17.01.2022
„Unser Engagement für faire Löhne ist langfristig“
Der Bekleidungshersteller Brands Fashion hat in Zusammenarbeit mit der GIZ in Indien neueste Standards für faire Lieferketten umgesetzt. Im Interview berichtet Head of Sustainability Rabea Schafrick von den Erfahrungen.
Brands Fashion stellt Arbeitsbekleidung für Firmen her und ist das erste Unternehmen weltweit, das eine vollständige Lieferkette nach dem neuesten Textilstandard der Organisation Fairtrade zertifiziert hat.
Dafür muss die Firma anspruchsvolle Vorgaben in allen Produktionszweigen erfüllen: von der Faserproduktion über Spinnereien bis zur Konfektionierung. Unterstützt wurde Brands Fashion dabei durch das Programm develoPPP. Damit fördert die Deutsche Gesellschaft für Internationale Zusammenarbeit (GIZ) GmbH im Auftrag des Bundesministeriums für wirtschaftliche Zusammenarbeit und Entwicklung (BMZ) privatwirtschaftliche Geschäftsideen in Entwicklungs- und Schwellenländern, die den Menschen vor Ort langfristig nützen.

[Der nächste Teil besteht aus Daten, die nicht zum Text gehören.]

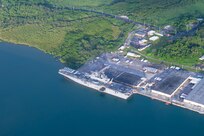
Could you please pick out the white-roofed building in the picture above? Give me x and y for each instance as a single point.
(154, 38)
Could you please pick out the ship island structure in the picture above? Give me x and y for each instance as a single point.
(123, 74)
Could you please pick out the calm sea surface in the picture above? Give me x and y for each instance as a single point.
(36, 101)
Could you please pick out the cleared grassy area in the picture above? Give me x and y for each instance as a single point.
(43, 37)
(87, 3)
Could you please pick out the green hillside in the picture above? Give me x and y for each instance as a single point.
(76, 36)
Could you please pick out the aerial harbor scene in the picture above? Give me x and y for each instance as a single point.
(102, 67)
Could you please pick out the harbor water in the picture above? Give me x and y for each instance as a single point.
(36, 101)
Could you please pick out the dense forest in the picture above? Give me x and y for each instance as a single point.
(76, 36)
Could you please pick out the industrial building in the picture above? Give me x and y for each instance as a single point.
(195, 99)
(166, 84)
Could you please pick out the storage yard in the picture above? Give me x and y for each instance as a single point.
(121, 76)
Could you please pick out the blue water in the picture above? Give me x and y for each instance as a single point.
(36, 101)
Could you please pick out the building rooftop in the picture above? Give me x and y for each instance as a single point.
(197, 94)
(169, 81)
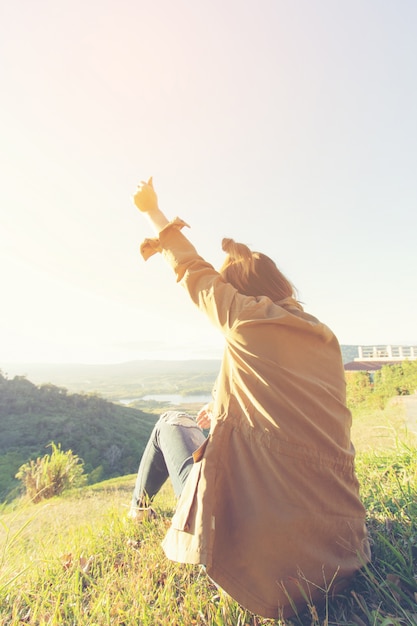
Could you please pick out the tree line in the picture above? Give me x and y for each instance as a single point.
(109, 438)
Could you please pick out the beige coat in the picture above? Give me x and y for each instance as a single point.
(271, 506)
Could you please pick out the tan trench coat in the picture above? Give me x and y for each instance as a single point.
(271, 506)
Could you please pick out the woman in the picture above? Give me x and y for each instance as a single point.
(270, 503)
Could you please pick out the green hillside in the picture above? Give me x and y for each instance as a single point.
(109, 438)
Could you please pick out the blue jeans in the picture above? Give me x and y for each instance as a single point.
(168, 453)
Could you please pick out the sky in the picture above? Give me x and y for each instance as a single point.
(288, 125)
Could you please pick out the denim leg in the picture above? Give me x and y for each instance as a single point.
(168, 453)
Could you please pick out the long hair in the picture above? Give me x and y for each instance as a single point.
(255, 274)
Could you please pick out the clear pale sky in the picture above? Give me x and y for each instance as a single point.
(288, 125)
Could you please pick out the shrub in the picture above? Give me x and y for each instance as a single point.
(51, 475)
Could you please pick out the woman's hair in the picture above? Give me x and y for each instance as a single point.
(254, 273)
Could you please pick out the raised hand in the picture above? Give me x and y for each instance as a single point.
(145, 197)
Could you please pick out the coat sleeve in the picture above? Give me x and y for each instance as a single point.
(218, 299)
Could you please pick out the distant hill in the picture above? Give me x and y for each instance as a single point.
(109, 438)
(133, 378)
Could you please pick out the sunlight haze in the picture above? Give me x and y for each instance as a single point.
(289, 126)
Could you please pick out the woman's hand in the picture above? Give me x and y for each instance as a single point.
(145, 197)
(204, 417)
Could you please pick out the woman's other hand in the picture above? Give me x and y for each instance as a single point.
(204, 417)
(145, 197)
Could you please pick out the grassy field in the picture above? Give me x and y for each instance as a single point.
(78, 560)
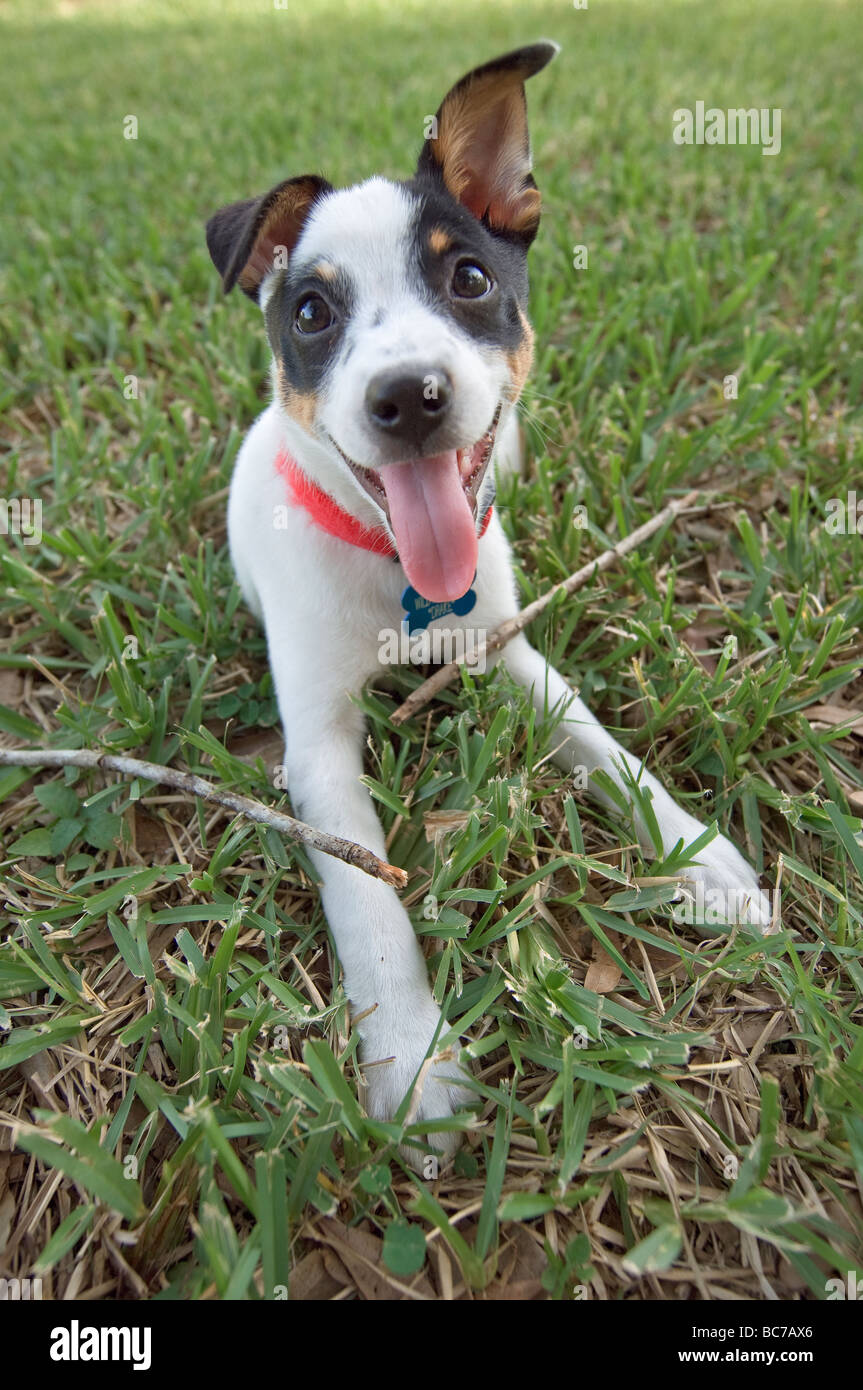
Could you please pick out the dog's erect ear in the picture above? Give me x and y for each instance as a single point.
(249, 239)
(480, 143)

Im Interview berichtet Rabea Schafrick, Head of Sustainability bei Brands Fashion, welche Hürden und Meilensteine beim Pilotprojekt in Indien auf dem Weg zu einer fairen Lieferkette zu bewältigen waren.
Frau Schafrick, was ist das Besondere an der neuen Zertifizierung? Warum hat sich Brands Fashion darum bemüht?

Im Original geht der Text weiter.